2009年08月31日

「ぱりん」 原田和子(大阪府・40歳)

ぱりん
 私の薬は白くて丸い小さな錠剤。
 毎晩寝る前に一錠を割って、その半分だけをぬるま湯で飲む。
 夫のどっしりとした太い指に頑丈に付いている四角い親指の爪は、まるで中華包丁みたいにまっすぐに薬を割ってくれる。
「ありがとう」
 微笑みを交わし、二つになった小さな錠剤を落とさぬよう大事そうにそっと受け取る。
 吐く息で飛んでなくなりそうなほどの小さな白い薬。
 掌に乗せると、重さはなく、カサカサして少し温かく感じる。
 彼は手先が器用じゃないほうなのに、どこで覚えたか上手く割っている。


 夫が風邪で高熱を出した夜。
 彼の看病も、一日の仕事も全て終えて、私はひとり、寝る前にカッターナイフで薬を割る。
 ぱりん
「わあ、すごくきれいに割れたよ。
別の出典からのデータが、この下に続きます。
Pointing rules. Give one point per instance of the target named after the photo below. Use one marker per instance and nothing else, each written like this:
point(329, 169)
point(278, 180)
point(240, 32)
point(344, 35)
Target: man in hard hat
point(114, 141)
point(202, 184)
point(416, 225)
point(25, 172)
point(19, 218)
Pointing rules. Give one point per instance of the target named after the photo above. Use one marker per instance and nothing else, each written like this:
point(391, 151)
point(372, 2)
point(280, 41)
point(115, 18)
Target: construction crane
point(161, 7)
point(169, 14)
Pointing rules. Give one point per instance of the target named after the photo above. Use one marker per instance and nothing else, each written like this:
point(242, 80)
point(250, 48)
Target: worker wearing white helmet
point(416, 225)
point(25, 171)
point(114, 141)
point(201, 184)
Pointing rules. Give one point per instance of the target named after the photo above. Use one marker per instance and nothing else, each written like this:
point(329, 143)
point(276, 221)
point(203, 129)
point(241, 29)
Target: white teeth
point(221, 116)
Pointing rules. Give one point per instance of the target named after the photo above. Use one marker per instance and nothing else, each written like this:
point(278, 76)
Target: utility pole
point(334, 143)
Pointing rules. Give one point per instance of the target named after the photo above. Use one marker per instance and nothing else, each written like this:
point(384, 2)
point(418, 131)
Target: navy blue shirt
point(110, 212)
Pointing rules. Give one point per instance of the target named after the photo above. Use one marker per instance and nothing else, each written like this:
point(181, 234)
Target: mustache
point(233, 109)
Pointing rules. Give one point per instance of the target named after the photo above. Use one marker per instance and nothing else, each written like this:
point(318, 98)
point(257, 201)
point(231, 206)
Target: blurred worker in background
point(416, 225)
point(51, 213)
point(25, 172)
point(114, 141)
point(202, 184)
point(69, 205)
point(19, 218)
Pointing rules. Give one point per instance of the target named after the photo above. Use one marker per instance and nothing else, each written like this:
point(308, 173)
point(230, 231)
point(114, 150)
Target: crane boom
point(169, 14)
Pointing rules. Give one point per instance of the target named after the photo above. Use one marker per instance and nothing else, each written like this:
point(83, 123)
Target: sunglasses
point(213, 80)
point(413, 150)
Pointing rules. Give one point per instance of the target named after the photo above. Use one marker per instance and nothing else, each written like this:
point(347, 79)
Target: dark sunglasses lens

カッターナイフの威力はすごい」
 私が喜んでいると、隣の和室で寝ていた夫が、布団の中から鼻声で小さく呟いた。
「俺は用済みか」
「そんなことないよ」
 その夜の薬は、カッターナイフで切った切り口が鋭利過ぎたのか、すこし喉に引っかかるような気がした。
 夫の熱は三晩続いた。

 夫の風邪が治った夜、私の薬をいつものようにプラスチックケースから取り出す。
 カッターナイフを使えば錠剤がうまく割れると分かったから、もう自分で割れと言われるのかな?
 そう思っていると、後ろから夫が声をかけた。
「貸してごらん」
 彼の大きな四角い爪が、いつものように薬を半分にしてくれた。
 ぱりん
 今度は何故か上手に割れない。
 四分の一程が小さくばらばらになって机の上に散らばった。
 「あれ?さぼったせいで下手になったかな?」
 焦る夫に笑って言った。
「これから毎日練習できるから」
 やっぱり私は、夫の爪で割ってくれる、角の尖っていない薬を飲みたい。